Nurses report that workplace hostility impacts their ability to practice to the best of their skill. Not being included in decisions that impact the care they provide within their organization matters to nurses and ultimately contributes to their compassion fatigue and burn out (Lake et al., 2019). Further, nurses are not appropriately utilized when policies are created, even when they practice as clinicians at an advanced level; nurse-midwives are not often offered an equal seat at the table, if a seat at all. When nurse-midwives have more autonomy and can offer greater continuity of care, burn out is lower (Suleiman-Martos et al., 2020). Nurse-midwives have identified that practice leadership, as well as their participation and support in the midwifery model of care, is integral in their sense of burn out (Thumm et al., 2022). Organizational interventions are more effective in reducing burnout than individual-level interventions; we need a healthcare infrastructure overhaul.
Two in Five Nurse-Midwives in Clinical Practice, in the United States, are Experiencing Burn Out
Studies have indicated more than half of all perinatal healthcare workers are suffering burnout, upwards of 58% (Govardhan et al., 2012) and this was prior to the pandemic. Midwives experience more burn out than even nurses.

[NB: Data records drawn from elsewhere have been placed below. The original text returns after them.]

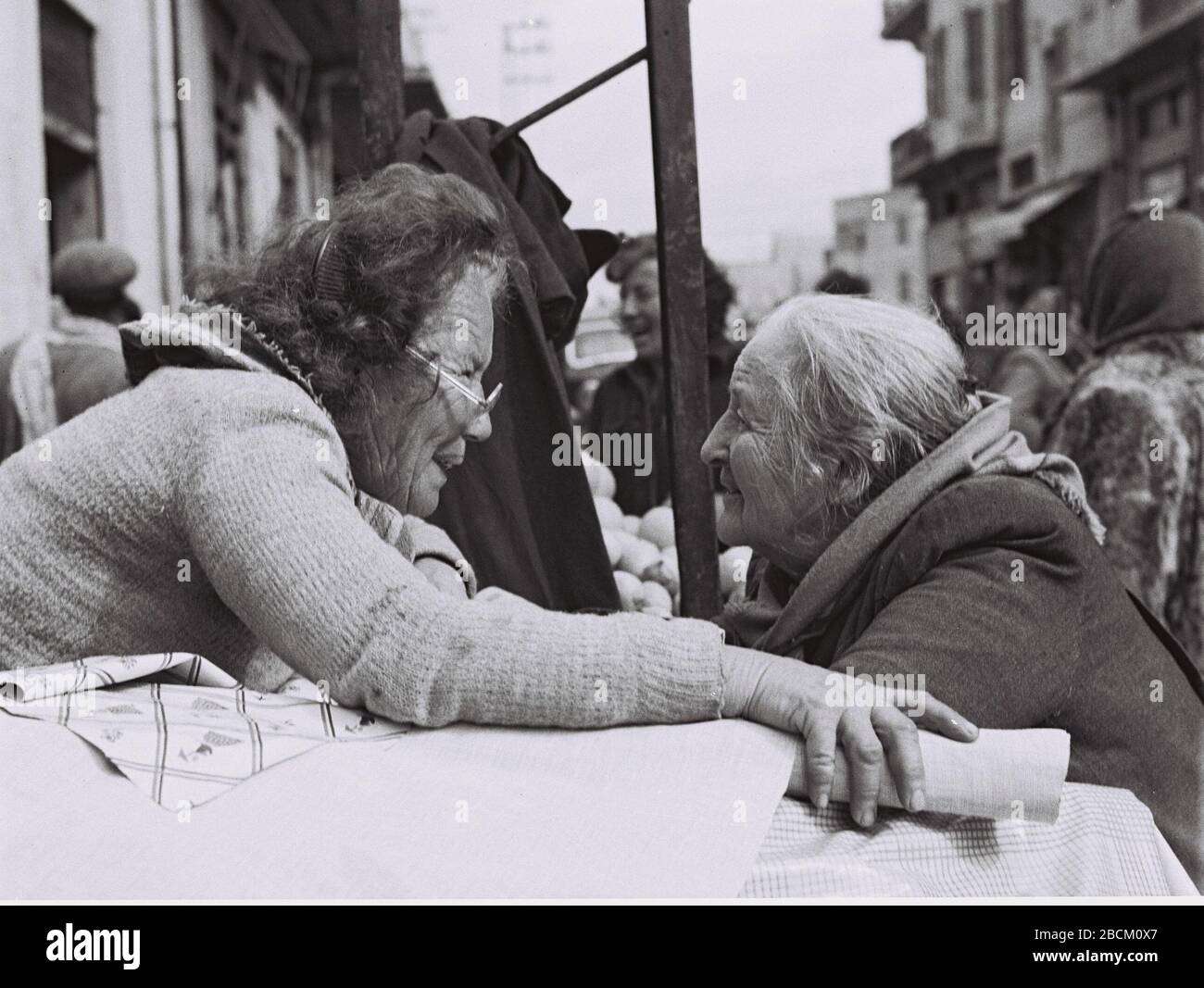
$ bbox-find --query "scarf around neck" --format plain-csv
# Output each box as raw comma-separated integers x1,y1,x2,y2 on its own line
719,393,1104,655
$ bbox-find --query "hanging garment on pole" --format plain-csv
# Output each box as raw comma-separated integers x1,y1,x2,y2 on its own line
395,111,619,611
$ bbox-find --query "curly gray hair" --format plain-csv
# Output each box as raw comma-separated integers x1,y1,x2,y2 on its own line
762,294,982,525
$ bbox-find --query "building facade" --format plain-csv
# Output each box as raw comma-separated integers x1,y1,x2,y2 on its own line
883,0,1139,321
827,185,928,306
0,0,445,345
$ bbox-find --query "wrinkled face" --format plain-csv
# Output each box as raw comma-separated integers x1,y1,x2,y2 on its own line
619,257,661,358
345,268,496,518
702,321,831,577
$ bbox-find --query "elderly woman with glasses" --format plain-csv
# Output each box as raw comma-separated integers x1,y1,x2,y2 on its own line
702,294,1204,884
0,165,975,819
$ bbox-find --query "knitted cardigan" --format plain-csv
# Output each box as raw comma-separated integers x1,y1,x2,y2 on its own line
0,367,722,728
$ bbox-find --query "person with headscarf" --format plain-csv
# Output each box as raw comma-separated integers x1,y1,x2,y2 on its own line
1048,210,1204,669
589,233,739,515
0,240,140,459
0,165,976,820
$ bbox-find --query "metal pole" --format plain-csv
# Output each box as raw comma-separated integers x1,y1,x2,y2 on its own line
490,48,647,148
356,0,406,171
645,0,719,618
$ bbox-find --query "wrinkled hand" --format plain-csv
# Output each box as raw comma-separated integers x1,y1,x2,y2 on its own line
722,645,978,827
414,556,469,601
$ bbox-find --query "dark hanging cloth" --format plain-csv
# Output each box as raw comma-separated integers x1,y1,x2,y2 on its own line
395,111,619,611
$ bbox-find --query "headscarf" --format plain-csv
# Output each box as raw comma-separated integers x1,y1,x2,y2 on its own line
1084,209,1204,354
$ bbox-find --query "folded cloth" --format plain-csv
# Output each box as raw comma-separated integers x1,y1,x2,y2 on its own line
813,728,1071,823
0,652,407,812
741,784,1197,898
0,655,1071,822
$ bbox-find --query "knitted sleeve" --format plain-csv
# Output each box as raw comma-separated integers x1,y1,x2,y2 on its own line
356,491,477,597
176,374,722,728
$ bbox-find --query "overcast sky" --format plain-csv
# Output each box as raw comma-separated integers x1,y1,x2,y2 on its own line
408,0,923,261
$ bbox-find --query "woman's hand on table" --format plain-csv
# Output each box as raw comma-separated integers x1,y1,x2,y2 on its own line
414,556,469,601
722,645,978,827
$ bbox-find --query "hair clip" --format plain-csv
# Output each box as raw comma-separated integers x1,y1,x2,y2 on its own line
313,225,346,306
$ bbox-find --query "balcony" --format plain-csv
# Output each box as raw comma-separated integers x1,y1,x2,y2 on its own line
1062,0,1204,89
883,0,928,48
891,123,932,185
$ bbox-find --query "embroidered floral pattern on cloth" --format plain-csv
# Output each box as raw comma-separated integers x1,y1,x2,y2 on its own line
0,652,408,812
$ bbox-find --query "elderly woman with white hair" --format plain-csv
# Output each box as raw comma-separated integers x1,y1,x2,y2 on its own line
702,294,1204,886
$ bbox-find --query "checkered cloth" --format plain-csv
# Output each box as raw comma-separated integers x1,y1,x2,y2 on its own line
0,652,407,811
741,782,1189,898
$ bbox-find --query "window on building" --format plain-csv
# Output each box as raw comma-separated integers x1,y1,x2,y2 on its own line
1136,0,1193,31
835,222,866,252
205,4,250,254
1045,24,1071,83
1008,154,1036,192
927,28,947,117
276,128,300,219
39,0,103,254
1136,85,1187,141
962,7,986,102
1140,160,1187,206
995,0,1028,90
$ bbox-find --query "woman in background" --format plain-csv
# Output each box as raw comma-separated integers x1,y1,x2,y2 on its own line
589,234,739,515
1048,209,1204,670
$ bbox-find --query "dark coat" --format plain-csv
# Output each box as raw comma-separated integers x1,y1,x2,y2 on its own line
396,112,619,611
750,477,1204,887
589,345,738,515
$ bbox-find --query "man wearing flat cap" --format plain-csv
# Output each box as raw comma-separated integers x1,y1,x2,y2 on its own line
0,240,140,459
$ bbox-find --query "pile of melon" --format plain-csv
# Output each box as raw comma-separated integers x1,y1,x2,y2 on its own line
583,457,753,618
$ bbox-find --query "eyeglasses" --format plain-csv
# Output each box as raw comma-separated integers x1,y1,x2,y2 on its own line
406,345,502,420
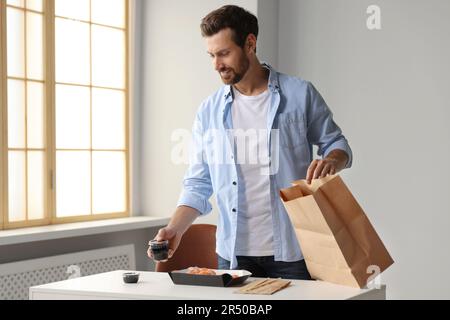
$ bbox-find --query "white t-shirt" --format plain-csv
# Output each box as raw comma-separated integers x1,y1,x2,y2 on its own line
232,88,274,256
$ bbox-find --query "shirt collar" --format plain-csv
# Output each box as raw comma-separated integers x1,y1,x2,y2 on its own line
223,62,280,99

Obstetricians may have a slight lead over midwives, depending on the research you evaluate, but if midwives were supported, as well as the midwifery model of care that allows the autonomous practice of midwifery, including building of relationships with their clients, then a growing midwifery profession would only reduce the workload of obstetricians and certainly assist in retaining their practice as well.
If the United States going to make any strides in addressing the maternal and child healthcare crisis, we must better understand and address the issue of burn out among maternity providers. Investment in initiatives that increase the workforce is great, if there are midwives to provide such care and the workforce can retain them.
References
Clark, R. R. & Lake, E. (2020). Burnout, job dissatisfaction and missed care among maternity nurses. Journal of Nursing Management, 28(8), 2001-2006.
Dyrbye, L., Herrin, J., West, C. P., & Wittlin, N. M. (2019). Association of racial bias with burnout among resident physicians. JAMA Networking Open, 2(7), 197457.
Govardhan, L. M., Pinelli, V., & Schnatz, P. F. (2012). Burnout, depression and job satisfaction in obstetrics and gyencology residents. Conn Med, 76(7), 389-395.
Lake, E. T., French, R., O'Rourke, K., Sanders, J., & Srinivas, S. K. (2019). Linking the work environment to missed nursing care in labour and delivery. Journal of Nursing Management, 28(8), 1901-1908.
Rayburn, W. F. (2017). The obstetrician-gynecologist workforce in the United States: facts, figures, and implications. American Congress of Obstetrics & Gynecologists.
Suleiman-Martos, N., Albendin-Garcia, L., & Gomez-Urquiza, J. L. (2020). Prevalence and predictors of burnout in midwives: a systematic review and meta-analysis. International Journal of Environemtnal Res Public Health, 17(2), 641.
Thumm, E. B., Smith, D. C., Squires, A. P., Breedlove, G., & Meek, P. M. (2022). Burnout of the US midwifery workforce and the role of the practice environment. Health Services Research, 57(2), 351-363.